In Mailand stehen die Fashion Weeks - vier pro Jahr - neben Paris, London und New York immer noch fest auf der Agenda der Fachleute. Die Postmodernen finden sich bei Giambattista Valli, Fausto Puglisi sowie dem Duo Maria Grazia Chiuri und Pier Paolo Piccioli bei Valentino wieder. Ebenfalls zu entdecken sind die ultramodernen und femininen Kreationen des Labels AC9 von Alfredo Cortese, die Jersey-Strickwaren von Andrea Adamo, die Kollektionen in leuchtenden Farben der Marke Cormio oder die viel schlichteren Kollektionen von Paolo Errico. Errico, ein gebürtiger Genueser, lebt und arbeitet in Mailand, Paris und London. Nach seinem Abschluss an der Universität Urbino schloss er sich als Luxusberater den Teams von Calvin Klein und Versace an und entwarf Anfang der 2000er Jahre Kollektionen für die Gruppen von Ermenegildo Zegna und Roberto Cavalli. Im Jahr 2005 gründete er sein eigenes Modehaus und entwickelte seine Marke mit einer fast ausschließlichen Verwendung von Strickwaren, wobei er sich das textile Erbe seines Landes zunutze machte. Paolo zitiert Nino Cerruti gerne als Visionär, emanzipiert sich aber völlig von dessen Stil. Der junge Designer passt sich den neuen Bedürfnissen seiner Generation an, die auf der Suche nach Ergonomie, farblicher Reinheit und Funktionalität sind. Sein stark strukturierter Stil führt zu mehrdimensionalen Kleidungsstücken, die auf geometrischen Formen basieren und beidseitig tragbar sind.

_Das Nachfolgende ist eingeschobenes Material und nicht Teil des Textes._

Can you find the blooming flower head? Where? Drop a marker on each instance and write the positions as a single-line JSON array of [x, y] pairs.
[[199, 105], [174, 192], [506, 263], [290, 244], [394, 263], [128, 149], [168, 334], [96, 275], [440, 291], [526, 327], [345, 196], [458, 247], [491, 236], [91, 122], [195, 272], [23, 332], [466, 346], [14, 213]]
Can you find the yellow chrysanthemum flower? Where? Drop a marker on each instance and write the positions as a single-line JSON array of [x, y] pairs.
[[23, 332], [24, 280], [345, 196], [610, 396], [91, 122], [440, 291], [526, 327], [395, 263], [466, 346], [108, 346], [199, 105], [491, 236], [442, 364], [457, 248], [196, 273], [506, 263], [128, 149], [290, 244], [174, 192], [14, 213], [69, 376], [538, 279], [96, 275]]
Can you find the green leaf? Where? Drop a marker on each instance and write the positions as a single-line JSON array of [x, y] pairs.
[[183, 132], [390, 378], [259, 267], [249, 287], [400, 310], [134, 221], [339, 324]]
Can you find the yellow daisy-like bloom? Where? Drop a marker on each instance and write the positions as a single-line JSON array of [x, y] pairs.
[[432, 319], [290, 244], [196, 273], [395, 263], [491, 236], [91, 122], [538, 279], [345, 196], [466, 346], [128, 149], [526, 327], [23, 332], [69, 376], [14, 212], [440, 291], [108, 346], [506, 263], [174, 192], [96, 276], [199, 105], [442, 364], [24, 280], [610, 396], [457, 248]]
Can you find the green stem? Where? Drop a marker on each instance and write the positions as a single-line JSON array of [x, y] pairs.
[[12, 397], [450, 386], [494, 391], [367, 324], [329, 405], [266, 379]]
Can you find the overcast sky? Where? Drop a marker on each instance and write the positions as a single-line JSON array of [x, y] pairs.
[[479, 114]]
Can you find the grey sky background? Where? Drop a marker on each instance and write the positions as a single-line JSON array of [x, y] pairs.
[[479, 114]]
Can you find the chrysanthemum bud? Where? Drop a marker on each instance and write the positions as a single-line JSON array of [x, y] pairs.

Wie in Frankreich ist auch der italienische Nachwuchs mutig. Sie legt Wert auf fließende Materialien und Genres. Auf seiner Händler-Website fasst Paolo Errico seinen Willen, nachhaltige und verantwortungsvolle Mode auf andere Weise zu schaffen, wie folgt zusammen: "Wir werden gut darauf achten, die Schönheit dessen, was wir besitzen, nicht zu zerstören. " DerAlter-Style erzählt uns von dem Ökosystem, in dem er geschaffen wird, von Relokalisierung und Recycling. Eine Rückverfolgbarkeit über die Textilkette, die seiner Meinung nach nicht nur für Kleidung, sondern auch für die Ressourcenorte und die Angestellten der Branche gelten muss. Es bleibt abzuwarten, ob diese ethische Mode bei den Fashionistas wirklich Anklang findet.
Dieser Überblick wäre unvollständig, wenn man die Geißel der Produktfälschung nicht erwähnen würde, die Italien sehr teuer zu stehen kommt. Nicht nur Kleidung, Taschen und Schuhe sind von der Fälschungsindustrie betroffen, sondern auch die Mode.